Born Annie Julia Fellows, Annie grew up with her mother, brother Erwin and two sisters, Lura & Albion, on a farm in McCutchanville, Indiana, near Evansville. Her father, Albion, a Methodist minister, died when she was only two, but left his influences through his theological books. Annie began writing already as a girl, producing poems and stories imitating those she read in Godsey's Lady's Book, Youth's Companion and St. Nicholas. She was also known to have read every book in her Sunday school library. She attended district school, and even taught a year when she was 17. Her mother was a firm believer in education for women.
Annie attended the University of Iowa for one year (1881-82), then returned to Evansville to teach for three years, and later to work as a private secretary. She traveled for several months through New England and Europe, staying with cousins along the way. The influence of these trips would be seen later in many of her her works. When she returned, she married William L. Johnston (a cousin and a widower with three young children.) He encouraged her to write, and she began contributing stories to periodicals. William died in 1892, leaving Annie a widow with his children to support (she never had any of her own). It was at that time that Annie began her career as a writer. Annie Fellows Johnston received tremendous fame and popularity around the turn of the 20th century as an author of books for children. She is best known for her thirteen book series beginning with The Little Colonel, although she wrote over forty books in all as well as contributed occasional stories to periodicals such as the Youth's Companion.
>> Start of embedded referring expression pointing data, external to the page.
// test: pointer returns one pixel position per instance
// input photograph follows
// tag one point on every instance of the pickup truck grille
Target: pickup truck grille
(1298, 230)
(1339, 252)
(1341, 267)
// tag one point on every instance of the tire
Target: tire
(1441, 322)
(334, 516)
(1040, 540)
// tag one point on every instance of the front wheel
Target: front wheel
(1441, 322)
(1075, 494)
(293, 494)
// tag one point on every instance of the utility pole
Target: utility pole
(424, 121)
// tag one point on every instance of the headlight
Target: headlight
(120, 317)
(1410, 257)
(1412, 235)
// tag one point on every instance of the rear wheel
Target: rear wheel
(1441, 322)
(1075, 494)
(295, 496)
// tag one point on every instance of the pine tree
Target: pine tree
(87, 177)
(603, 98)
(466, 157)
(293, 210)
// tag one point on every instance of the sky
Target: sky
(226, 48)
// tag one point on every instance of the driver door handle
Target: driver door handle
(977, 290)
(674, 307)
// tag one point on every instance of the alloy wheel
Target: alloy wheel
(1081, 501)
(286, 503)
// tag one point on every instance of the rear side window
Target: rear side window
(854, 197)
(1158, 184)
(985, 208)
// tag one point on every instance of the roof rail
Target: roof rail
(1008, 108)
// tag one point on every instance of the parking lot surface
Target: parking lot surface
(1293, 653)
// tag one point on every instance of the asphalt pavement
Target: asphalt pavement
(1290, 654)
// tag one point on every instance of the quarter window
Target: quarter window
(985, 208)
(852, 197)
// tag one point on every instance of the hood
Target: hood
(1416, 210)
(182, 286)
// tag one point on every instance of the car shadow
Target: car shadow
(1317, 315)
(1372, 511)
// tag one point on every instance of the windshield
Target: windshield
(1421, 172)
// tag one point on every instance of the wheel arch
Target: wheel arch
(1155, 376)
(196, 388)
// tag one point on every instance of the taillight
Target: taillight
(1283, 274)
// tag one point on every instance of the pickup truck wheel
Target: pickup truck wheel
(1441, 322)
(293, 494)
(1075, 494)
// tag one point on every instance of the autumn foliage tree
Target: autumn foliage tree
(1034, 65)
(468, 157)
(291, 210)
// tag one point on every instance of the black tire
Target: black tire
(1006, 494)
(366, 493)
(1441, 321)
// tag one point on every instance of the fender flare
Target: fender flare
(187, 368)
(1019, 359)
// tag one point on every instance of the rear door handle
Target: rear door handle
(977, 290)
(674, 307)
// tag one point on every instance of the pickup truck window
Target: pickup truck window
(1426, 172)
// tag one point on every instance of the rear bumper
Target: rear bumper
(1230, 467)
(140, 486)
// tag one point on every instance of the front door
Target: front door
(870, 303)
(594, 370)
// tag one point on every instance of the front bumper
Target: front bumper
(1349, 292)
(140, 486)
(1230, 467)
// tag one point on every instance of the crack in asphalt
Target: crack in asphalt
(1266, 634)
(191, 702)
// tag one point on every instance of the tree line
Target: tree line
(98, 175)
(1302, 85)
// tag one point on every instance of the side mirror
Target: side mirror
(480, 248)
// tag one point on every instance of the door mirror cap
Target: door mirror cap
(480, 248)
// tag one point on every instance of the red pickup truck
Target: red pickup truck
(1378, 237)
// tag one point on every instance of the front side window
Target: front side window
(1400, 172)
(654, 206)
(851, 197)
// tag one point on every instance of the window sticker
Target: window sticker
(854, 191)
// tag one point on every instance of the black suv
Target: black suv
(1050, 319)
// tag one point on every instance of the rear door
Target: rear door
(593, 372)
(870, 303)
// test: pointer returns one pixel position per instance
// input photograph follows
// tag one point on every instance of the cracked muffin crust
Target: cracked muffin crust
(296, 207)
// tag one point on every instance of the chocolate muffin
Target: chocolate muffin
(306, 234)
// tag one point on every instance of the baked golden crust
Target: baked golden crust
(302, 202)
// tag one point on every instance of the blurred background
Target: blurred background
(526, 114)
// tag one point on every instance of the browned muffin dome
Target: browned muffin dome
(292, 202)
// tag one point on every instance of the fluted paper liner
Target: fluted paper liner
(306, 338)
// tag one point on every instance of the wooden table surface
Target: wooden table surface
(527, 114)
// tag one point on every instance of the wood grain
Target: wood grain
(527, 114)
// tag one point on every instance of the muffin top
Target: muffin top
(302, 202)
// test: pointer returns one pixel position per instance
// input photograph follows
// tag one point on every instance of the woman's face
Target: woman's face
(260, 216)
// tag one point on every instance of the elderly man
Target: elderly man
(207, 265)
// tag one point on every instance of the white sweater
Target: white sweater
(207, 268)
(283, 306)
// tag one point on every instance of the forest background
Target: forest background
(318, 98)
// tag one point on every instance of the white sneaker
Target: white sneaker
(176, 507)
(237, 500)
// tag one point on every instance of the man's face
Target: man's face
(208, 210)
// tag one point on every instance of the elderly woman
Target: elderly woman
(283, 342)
The illustration in the The Sunday Herald Post, Louisville, Kentucky, December 23, 1928, shows Annie Fellows Johnston around 1928 with the then grown-up Hattie Cochran, the real-life Little Colonel. Most of the characters in Mrs. Johnstons' semi-biographical works were based on actual people, places and experiences. For the Little Colonel Series, Johnston fictionalized Pewee Valley, Kentucky, just outside Louisville, as Lloydsborough Valley.